Winter sports will continue with parents in stands


Anna Palacio

Braidan Odell, senior, puts his arms around two of his teammates in a game from last season. Odell and the rest of the team will just have their parents in the stands to watch them play, as the traditional student section will not be allowed.

Alex Burbidge, Editor-in-chief

Basketball, swimming, bowling, and wrestling seasons are hanging in the balance with the Johnson County Department of Health and Environment issuing a statement urging school districts to abstain from having winter sports seasons. The statement was made due to concerns about the rising cases of COVID-19 in Johnson County and across the country as a whole, with positive tests topping the 100,000 mark every day since Nov. 4 and county numbers reaching an all-time high of 6,846 on Nov. 17.

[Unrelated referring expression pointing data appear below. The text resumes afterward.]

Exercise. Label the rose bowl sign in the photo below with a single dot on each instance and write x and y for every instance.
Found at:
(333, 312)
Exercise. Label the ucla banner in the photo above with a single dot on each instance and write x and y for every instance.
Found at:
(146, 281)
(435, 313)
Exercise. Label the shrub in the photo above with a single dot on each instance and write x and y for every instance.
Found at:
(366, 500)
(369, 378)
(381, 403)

The announcement was made on Oct. 27, just weeks before the Blue Valley and Shawnee Mission school districts announced plans to return to a fully-online learning environment, adding an extra layer of complications. The Olathe School District followed, even though the number of positive cases have been significantly lower than the other two districts making up the “Big Three” of Johnson County.

The main concern with hosting games during winter is the spread of COVID-19 indoors, as fresh air is constantly moving, while indoors air is just being recycled around a room, no matter if it’s in a gym or a locker room. Additionally, close, physical contact is a concern, with players sweating on each other throughout entire games; players are not locked in a bubble to ensure they aren’t exposed, nor are they being tested multiple times a day as professional sports leagues did. If a basketball player or wrestler unknowingly has it, it’s virtually guaranteed that they will spread the virus to opponents or teammates. This was showcased when an unknown wrestler tested positive, delaying the wrestling season by two weeks.

Swimming, however, is much more feasible, as the CDC has stated that “it’s unlikely that the new coronavirus can survive in a pool that’s properly maintained,” and there isn’t any evidence that COVID-19 can spread through water in a pool. Bowling is also possible, as bowling alleys across the city have stayed open with proper social distancing the entire time.

Neighboring Miami and Franklin counties will be, barring anything unexpected, continuing on as planned, meaning that athletes from those schools will get an unfair advantage in recruiting and could see an increase in transfers during winter break from those coming from Johnson County, just as was the case during fall for football; when football was in question, several students and their parents moved to Iowa so they could complete their high school careers and get an opportunity to compete for a spot at the next level without having to worry about what the state, county, or school district did.

It was a given that games would be played behind closed doors just as the football and soccer seasons were, with families only given two tickets per player. With an indoor environment, however, family members were originally not allowed to attend, with that decision quickly overturned with a 7-1 vote. With today’s technology, games could also easily be live streamed using services such as YouTube or Hudl.

If some winter sports do get cancelled at some point, the effects will largely outweigh the benefits, as athletes in their senior year seeking scholarships won’t get the opportunity to showcase their talents for one final time and get game footage for schools looking to recruit. This takes away potential opportunity to get some of their college paid for, athletes that are fully deserving of roster spots on a college-level team. If an athlete isn’t pursuing college athletics, then they should still be given the opportunity to complete their sports career on a good note.